Quantifying the number of deleterious mutations per diploid human genome is of crucial concern to both evolutionary and medical geneticists. Here we combine genome-wide polymorphism data from PCR-based exon resequencing, comparative genomic data across mammalian species, and protein structure predictions to estimate the number of functionally consequential single-nucleotide polymorphisms (SNPs) carried by each of 15 African American (AA) and 20 European American (EA) individuals. We find that AAs show significantly higher levels of nucleotide heterozygosity than do EAs for all categories of functional SNPs considered, including synonymous, non-synonymous, predicted 'benign', predicted 'possibly damaging' and predicted 'probably damaging' SNPs. This result is wholly consistent with previous work showing higher overall levels of nucleotide variation in African populations than in Europeans. EA individuals, in contrast, have significantly more genotypes homozygous for the derived allele at synonymous and non-synonymous SNPs and for the damaging allele at 'probably damaging' SNPs than AAs do. For SNPs segregating only in one population or the other, the proportion of non-synonymous SNPs is significantly higher in the EA sample (55.4%) than in the AA sample (47.0%; P < 2.3 x 10-37). We observe a similar proportional excess of SNPs that are inferred to be 'probably damaging' (15.9% in EA; 12.1% in AA; P < 3.3 x 10-11). Using extensive simulations, we show that this excess proportion of segregating damaging alleles in Europeans is probably a consequence of a bottleneck that Europeans experienced at about the time of the migration out of Africa.

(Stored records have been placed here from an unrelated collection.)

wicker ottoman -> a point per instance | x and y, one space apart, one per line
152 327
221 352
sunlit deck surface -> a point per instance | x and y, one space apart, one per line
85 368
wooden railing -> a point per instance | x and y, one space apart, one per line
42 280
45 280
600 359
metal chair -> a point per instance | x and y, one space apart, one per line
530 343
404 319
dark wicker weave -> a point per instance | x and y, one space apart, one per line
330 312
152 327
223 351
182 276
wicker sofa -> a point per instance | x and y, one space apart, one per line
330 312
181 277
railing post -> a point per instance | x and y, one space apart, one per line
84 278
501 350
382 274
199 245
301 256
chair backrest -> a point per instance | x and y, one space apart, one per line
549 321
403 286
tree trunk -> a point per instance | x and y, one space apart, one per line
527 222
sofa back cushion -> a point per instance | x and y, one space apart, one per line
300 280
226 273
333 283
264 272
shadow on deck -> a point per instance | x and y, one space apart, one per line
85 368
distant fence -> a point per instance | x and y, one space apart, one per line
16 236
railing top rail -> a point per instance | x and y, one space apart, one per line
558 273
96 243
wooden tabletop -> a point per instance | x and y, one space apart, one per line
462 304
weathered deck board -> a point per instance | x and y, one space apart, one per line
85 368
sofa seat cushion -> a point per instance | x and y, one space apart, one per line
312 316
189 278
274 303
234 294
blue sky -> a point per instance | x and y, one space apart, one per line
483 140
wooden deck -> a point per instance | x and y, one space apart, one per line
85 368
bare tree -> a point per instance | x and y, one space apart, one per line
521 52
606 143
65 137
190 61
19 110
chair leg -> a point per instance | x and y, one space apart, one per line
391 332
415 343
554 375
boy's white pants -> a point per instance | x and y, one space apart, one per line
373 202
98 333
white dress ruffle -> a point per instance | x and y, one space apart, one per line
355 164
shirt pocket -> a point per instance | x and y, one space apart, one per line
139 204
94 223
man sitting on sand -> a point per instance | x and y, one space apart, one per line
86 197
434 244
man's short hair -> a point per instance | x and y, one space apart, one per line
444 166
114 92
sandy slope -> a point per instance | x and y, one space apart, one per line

In this paper, the authors compare the genetic variability in African decent and Euroean decent Americans, classify the variations according to estimated fitness, and how the "fitness" of the variations differ between the two populations.

Classifying variations and comparing the populations

Using genome-wide exon re-sequencing, the authors identified SNP variation in the sample and compared with the chimpanzee genome to infer ancestral and derived alleles. Ignoring for a bit the effect of mutations, just from knowing the variations and which alleles are ancestral and derived, we can learn about the history of the populations.

First off, we can consider the variation within the populations. Are there more variable sites in one population than in the other? Is there more heterogenity (meaning are people more likely to carry two different alleles) in one population or the other?

The results in the paper confirms previous studies that has shown that there are more variability in African than European decent individuals, matching the Out of Africa hypothesis. If humans originated in Africa -- which everything indicates and I doubt anyone disagrees with any more -- and populations outside Africa are relatively recent, then we expect the variability in Africa to be greater than outside Africa. A small population branching off a larger will only carry some of the variants with it, and it takes time for this to level out.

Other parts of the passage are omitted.